The Impossible

TOMMY SHANE asks whether The Impossible is an impossibly gross product of our darkest shame.

argo dark zero thirty Ewan McGregor Harry Jackson naomi watts oscars the impossible tsunami Varsity

On Friday, Harry Jackson wrote a review for Varsity that astutely covered the numerous merits of The Impossible, the first major Hollywood film to adapt, or perhaps rather exploit, the 2004 boxing-day tsunami. While I would be wary of overstating the quality of Ewan McGregor’s performance, if you want to read about the film’s excellent tension and dramatic force, then I very much recommend you read Jackson’s review.

However, this is not what I’m interested in. What intrigues me is Jackson’s final question:

“Was it ever appropriate to make a film about a comfortable, western family recovering from a ruined holiday, when the same tsunami had such a horrendous, irreversible, and deleterious effect on so many others?”

For Jackson, this renders the film ‘tarnished’. But he, as with most major critics, are cagey about stating exactly why.

Several of the films nominated for Best Picture at next month’s Oscars have gone re-writing the history books. Katheryn Bigelow has implicitly claimed that we have torture to thank for getting Bin Laden, despite there being no substantiating documents.

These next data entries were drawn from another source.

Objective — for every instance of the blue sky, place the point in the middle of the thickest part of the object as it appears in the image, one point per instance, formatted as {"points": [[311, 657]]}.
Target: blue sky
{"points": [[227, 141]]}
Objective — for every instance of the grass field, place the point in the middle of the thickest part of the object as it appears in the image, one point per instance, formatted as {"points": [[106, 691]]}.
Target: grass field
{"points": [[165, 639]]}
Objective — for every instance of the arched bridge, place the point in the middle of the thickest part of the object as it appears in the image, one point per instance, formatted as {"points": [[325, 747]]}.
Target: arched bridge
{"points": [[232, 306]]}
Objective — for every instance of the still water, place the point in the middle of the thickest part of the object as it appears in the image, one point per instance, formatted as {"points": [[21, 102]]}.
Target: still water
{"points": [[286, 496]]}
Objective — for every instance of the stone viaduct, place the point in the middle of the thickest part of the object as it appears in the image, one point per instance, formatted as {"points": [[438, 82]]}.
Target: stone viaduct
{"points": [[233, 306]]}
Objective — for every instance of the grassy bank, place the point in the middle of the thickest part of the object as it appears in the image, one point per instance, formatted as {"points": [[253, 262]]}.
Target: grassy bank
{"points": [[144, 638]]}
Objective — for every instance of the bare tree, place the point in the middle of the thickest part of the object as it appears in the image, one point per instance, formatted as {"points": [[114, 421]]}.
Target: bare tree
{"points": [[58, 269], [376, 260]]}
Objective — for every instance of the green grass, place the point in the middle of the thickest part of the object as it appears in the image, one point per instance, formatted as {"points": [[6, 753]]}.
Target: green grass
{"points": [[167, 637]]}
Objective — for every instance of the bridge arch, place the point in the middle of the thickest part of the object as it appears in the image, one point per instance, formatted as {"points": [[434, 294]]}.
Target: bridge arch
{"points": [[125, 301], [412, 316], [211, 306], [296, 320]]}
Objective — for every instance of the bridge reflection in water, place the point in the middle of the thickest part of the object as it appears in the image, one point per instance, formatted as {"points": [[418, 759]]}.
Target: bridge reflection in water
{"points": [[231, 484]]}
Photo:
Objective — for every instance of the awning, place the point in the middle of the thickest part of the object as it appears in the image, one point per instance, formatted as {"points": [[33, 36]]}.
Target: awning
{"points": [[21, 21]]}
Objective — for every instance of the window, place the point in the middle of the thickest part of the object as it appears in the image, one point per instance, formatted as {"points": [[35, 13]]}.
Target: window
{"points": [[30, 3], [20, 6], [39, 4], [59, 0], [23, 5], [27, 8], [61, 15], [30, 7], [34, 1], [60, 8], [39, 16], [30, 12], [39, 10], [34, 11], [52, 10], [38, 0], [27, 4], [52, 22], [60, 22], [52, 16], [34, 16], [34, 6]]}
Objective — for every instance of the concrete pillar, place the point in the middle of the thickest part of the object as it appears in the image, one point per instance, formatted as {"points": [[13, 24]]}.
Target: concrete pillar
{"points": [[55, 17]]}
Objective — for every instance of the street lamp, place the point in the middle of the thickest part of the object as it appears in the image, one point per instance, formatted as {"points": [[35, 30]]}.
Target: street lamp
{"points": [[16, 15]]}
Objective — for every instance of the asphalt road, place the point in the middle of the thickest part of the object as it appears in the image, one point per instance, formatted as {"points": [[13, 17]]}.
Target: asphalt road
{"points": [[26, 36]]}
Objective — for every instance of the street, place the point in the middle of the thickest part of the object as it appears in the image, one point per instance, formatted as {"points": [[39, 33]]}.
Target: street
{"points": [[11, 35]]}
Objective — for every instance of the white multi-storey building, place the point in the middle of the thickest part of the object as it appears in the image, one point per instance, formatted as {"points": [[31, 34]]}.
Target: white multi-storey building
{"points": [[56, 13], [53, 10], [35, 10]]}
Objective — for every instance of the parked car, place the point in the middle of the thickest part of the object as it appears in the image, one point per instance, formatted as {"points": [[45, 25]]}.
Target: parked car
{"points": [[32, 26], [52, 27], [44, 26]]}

Similar is Argo, Ben Affleck’s new movie, which tells the story of CIA agent Tony Mendez’s ingenious rescue of American diplomats from Iran. A little historical tampering has gone on here too: Mendez, as his name quite clearly suggests, was Hispanic  In a country known for vilifying southern immigrants, Mendez is a rare ethnic-minority figure held in national esteem as one of the most highly decorated CIA officers of all time. But in Argo, he’s white.

While Affleck has been palpably scrupulous about character-actor fidelity, he’s happily whitewashed a recognised American hero. He’s given him a pretty blonde wife and a white face, making a film about white people rescuing white people from bloodthirsty, maniacal Iranians. And all this from one of Hollywood’s supposed liberals.

Affleck’s white-washing is particularly relevant to The Impossible, in which a white, English, and very rich family escape the South-East Asian tsunami. It may be worth labouring on the ‘South-East Asian’ part before ‘tsunami’. 227,898 people died in the natural disaster. Tourists comprise 0.03% of that figure. The other 99.97% left behind families that lost not only loved ones, but friends, their homes, their infrastructure, and their industries. They were also, I might add, not white.

Naomi Watts and Ewan McGregor have faced questions on this whitewashing, and they, like many of you, will insist that this is merely one of many stories, of a real family that happened to be white. Let me stop you right there. The family upon which this ‘true story’ is based, were not white. They, like Tony Mendez in Argo, were hispanic. Tomas became Thomas, Quique became Henry.

And this family, even by western standards, were extremely rich. If the film is anything to go by (which I suppose it is not), the family were flown out on premium Zurich insurance – on a private jet – out of the troublesome continent. The final shot of the film, with Watts complacently smiling as a nice European future of private healthcare and functioning toilets await her, verges on vomit-inducing.

But it’s a true story! So what? 227,898 people didn’t have the preposterous and mind-boggling luck of this family. As they fly away from Thailand, one can’t help thinking that they, like the film itself, are flying away from the truth of this story – despite the words ‘true story’ lingering on the screen for about 15 seconds at the beginning of the film.

If I had lost a loved one in that disaster, I would feel betrayed by a story that solely portrayed happy survival. And if I had flown in to volunteer, like the countless thousands that did, I would feel sick at the depiction of this healthy white family cheerily flying out. And the producers too must be feeling quite cheery right now, having raked in a cool hundred million. Serious questions must be asked if this is merely unpalatable, or morally deplorable.

Iran has promised to respond to Argo with a film that actually seeks to explore the reasons and goals of the uprising that Affleck depicts with such indolently apathetic racial stereotyping. I hope someone will respond to The Impossible too, with the actual true story of this disaster, possibly with more than two Thai speaking roles and non-white leads.

It haunts me that if no one does, it means that there isn’t a market for such a film. And then, we can only look at ourselves.